One of the most distinctive traits of DevOps is agility. The development cycle is not only fast, but also divided into multiple components that are constantly updated. At runtime, constant updates and at times episodic workloads, challenge the security of any environment.
In an attempt to understand the state of container security adoption, we at Aqua Security recently published a survey conducted among 512 DevOps and security professionals. Currently only 13% report they have a DevSecOps team who own container security, but 28% think that DevSecOps should own the responsibility moving forward.
If security controls and methods are ever to catch up with the speed of DevOps pipelines, security pros need to buy into DevOps’ philosophy of teamwork, coordination, agility and shared responsibility. DevSecOps is all about collaboration. It's a shared company objective to bridge the gap between security teams and developers and DevOps teams to ensure a smooth and secured development and deployment process.
Analysts at Gartner have created an excellent outline talking about the inclusion of security within a DevOps framework. The agile framework, however, requires security and risk management leaders to change mindsets, processes and technology - adapting security testing tools and processes to the developers - not the other way around.
To get us all more familiarized with DevSecOps principles, we’ve compiled this is of resources to follow:
1 - One of the fundamental building blocks of DevSecOps is to make sure your developers write secure code. This whitepaper by SANS Institute, entitled “The DevSecOps Approach to Securing Your Code and Your Cloud” gives great advice on the subject. The paper also looks at how to build tighter collaboration between security, development, and IT operations to ultimately implement DevSecOps.
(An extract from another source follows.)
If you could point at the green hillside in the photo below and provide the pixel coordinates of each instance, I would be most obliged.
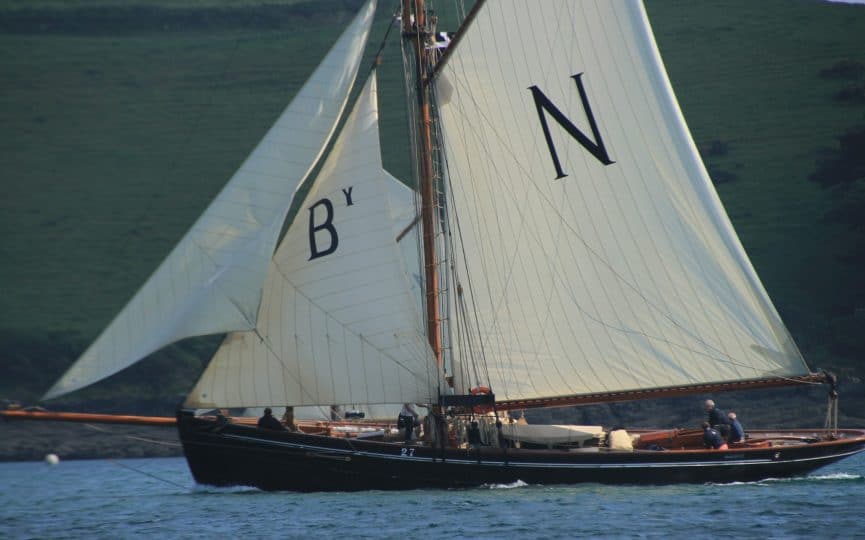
(121, 120)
2 - Great overview talk by Scott Paddock, Security Solutions Architect at AWS. This talk from AWS re:Invent 2016 is focused on HIPAA and healthcare, but it offers many practical ideas and guidelines that can be used by any organization. There is also a very useful piece on the ‘DevOps Toolchain’.
3 - A talk from DevOps Connect at RSA 2016 by Shannon Lietz of Intuit, offering practical insight and advice on implementing DevSecOps within an enterprise. It covers 7 baseline principles to achieve successful DevSecOps.
4 - Slides from Franklin Mosley DevSecOps practitioner and thought leader. Some interesting statistics and answers to questions posed, such as “What benefits have you seen...from implementing DevOps?” Within Mosley’s Slideshare repository, check out some of the other useful presentations, such as the DevSecOps slides on “Free pentesters' time to focus on high-hanging fruits”
5 - A whitepaper by Checkmarx, “Adding the ‘Sec’ to DevOps” which looks at the principles of DevSecOps, including how to adopt ideas like the testing paradigm of ‘shifting left’.
6 - In the spirit of bringing bridging the gap, our Solution Architect Tzvi Korren held a talk at MesosCon this year entitled “What Security People Want: Making DevSecOps Happen with Containers”. He introduced a breakdown of how security professionals view container security and what they see as vital for success.
7 - A Roundtable discussion video from the OWASP AppSec EU conference 2017. The panel discusses the current state of DevSecOps, with insights from some of the world's experts in the field.
8 - Zane Lackey of Etsy spoke at OWASP AppSec USA 2015 about his experience building a security team at Etsy and the lessons he learned from doing so. Zane talks about continuous deployment techniques and the methodology behind effective DevSecOps.
9 - Featuring on the informative podcast targeted at professional software developers- Software Engineering Radio, Francois Raynaud, Founder/Director at DevSecCon Limited speaks about how to easily apply DevOps principles to security, and how doing so helps improve the relationship between security and development teams.
10 - Laksh Raghavan of PayPal, shows how the company integrated security into DevOps. Laksh is very widely experienced in information security across the enterprise. As well as working with PayPal, he has also worked with Fortune 500 companies across the world. Check out more of Laksh’s ideas and authored books, on his blog.
The DevSecOps space is relatively new and yet full of excellent resources. These folks have ‘been there, and done that’. Using their wisdom could ensure you get things done right when implementing DevSecOps in your organization.